I began to see the extent of the problem after a debate last week with Helen Caldicott. Dr Caldicott is the world’s foremost anti-nuclear campaigner. She has received 21 honorary degrees and scores of awards, and was nominated for a Nobel peace prize. Like other greens, I was in awe of her. In the debate she made some striking statements about the dangers of radiation. So I did what anyone faced with questionable scientific claims should do: I asked for the sources. Caldicott’s response has profoundly shaken me.

Monbiot goes on to explain that the sources Caldicott provided were either utterly worthless or supported the pro-nuclear viewpoint.  Specifically, he learned that the anti-nuclear activists, the ones living on his side of the political divide, were lying about Chernobyl, and lying on a scale that would have made Goebbels proud.  Here is Monbiot discovering the truth about Chernobyl:

For the last 25 years anti-nuclear campaigners have been racking up the figures for deaths and diseases caused by the Chernobyl disaster, and parading deformed babies like a medieval circus. They now claim 985,000 people have been killed by Chernobyl, and that it will continue to slaughter people for generations to come. These claims are false.

[snip]

Of the workers who tried to contain the emergency at Chernobyl, 134 suffered acute radiation syndrome; 28 died soon afterwards. Nineteen others died later, but generally not from diseases associated with radiation.

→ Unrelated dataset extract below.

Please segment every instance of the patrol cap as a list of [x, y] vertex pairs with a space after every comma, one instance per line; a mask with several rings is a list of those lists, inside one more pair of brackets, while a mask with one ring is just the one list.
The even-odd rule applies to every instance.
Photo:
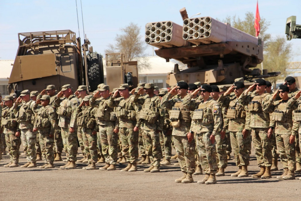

The remaining 87 have suffered other complications, including four cases of solid cancer and two of leukaemia.

In the rest of the population there have been 6,848 cases of thyroid cancer among young children – arising “almost entirely” from the Soviet Union’s failure to prevent people from drinking milk contaminated with iodine 131. Otherwise “there has been no persuasive evidence of any other health effect in the general population that can be attributed to radiation exposure”. People living in the countries affected today “need not live in fear of serious health consequences from the Chernobyl accident”.

Caldicott told me that Unscear’s work on Chernobyl is “a total cover-up”. Though I have pressed her to explain, she has yet to produce a shred of evidence for this contention.

I urge you to read Monbiot’s column.  At the end, he still defends climate change hysteria, but I’m hoping that’s a reflex, along the lines of a psychological self-defense mechanism (“surely everything I believe can’t be wrong”).  Once a nylon starts to run, or a dyke to crack, or a rope to fray, it’s just a matter of time before the whole thing is gone, the nylon shredded, the dyke collapsed, or the rope broken.  Having worked his way through this betrayal from the Left, Monbiot, unless he is a complete dunderhead, will start viewing with suspicion the data and conclusions they feed him.  He’ll realize that the Left, having learned Goebbels’ lesson well, lies, and lies again, and then lies again.